The couple arrived in Cremona, Italy to find a hospital bursting at the seams, overrun resources and “tragedy everywhere”

As the B.C. provincial government called a state of emergency on March 18, the COVID-19 pandemic had already taken a stranglehold in parts of Europe.

That same day, two Okanagan healthcare workers travelled over 8,000 kilometres to provide assistance in Italy, one of the world’s most severe hotbeds for the virus at the time.

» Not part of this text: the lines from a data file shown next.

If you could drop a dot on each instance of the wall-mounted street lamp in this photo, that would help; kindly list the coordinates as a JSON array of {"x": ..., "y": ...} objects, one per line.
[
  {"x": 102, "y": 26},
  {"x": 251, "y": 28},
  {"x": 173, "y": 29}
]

When Ian and Carolyn Larratt landed in Cremona, a city situated in northern Italy, the total number of confirmed cases of the coronavirus in their home province of B.C. was 231. In Italy, that number was 35,713 — and it was skyrocketing.

Ian and Carolyn are a Summerland paramedic and a Kelowna General Hospital nurse who live together in their marital home in Kelowna. They signed up with Samaritan’s Purse in the fall of 2019 — with no inclination that their first deployment with the humanitarian aid organization would be for such a significant event.

“It’s not even slightly what we pictured going to,” said Ian.

Ian said he and his wife arrived in Cremona to find a hospital bursting at the seams, overrun resources and “tragedy everywhere.”

“The whole country was on lockdown,” he said. “It was pretty scary to see just how bad it can get.”

Ian and Carolyn worked at a 68-bed field hospital set up across several inflatable tents — a carbon copy of the one Samaritan’s Purse set up in New York City’s Central Park.

Of those 68 beds, there was also a 10-bed intensive care unit ventilators to care for critically ill patients.

The field hospital exclusively handled patients with COVID-19.

“It was stressful,” said Ian. “It’s a brand new disease. The information is changing on it every day. It’s hard to assess the personal risk you’re exposing yourself to and how the trend is going to go; how the story is going to unfold.”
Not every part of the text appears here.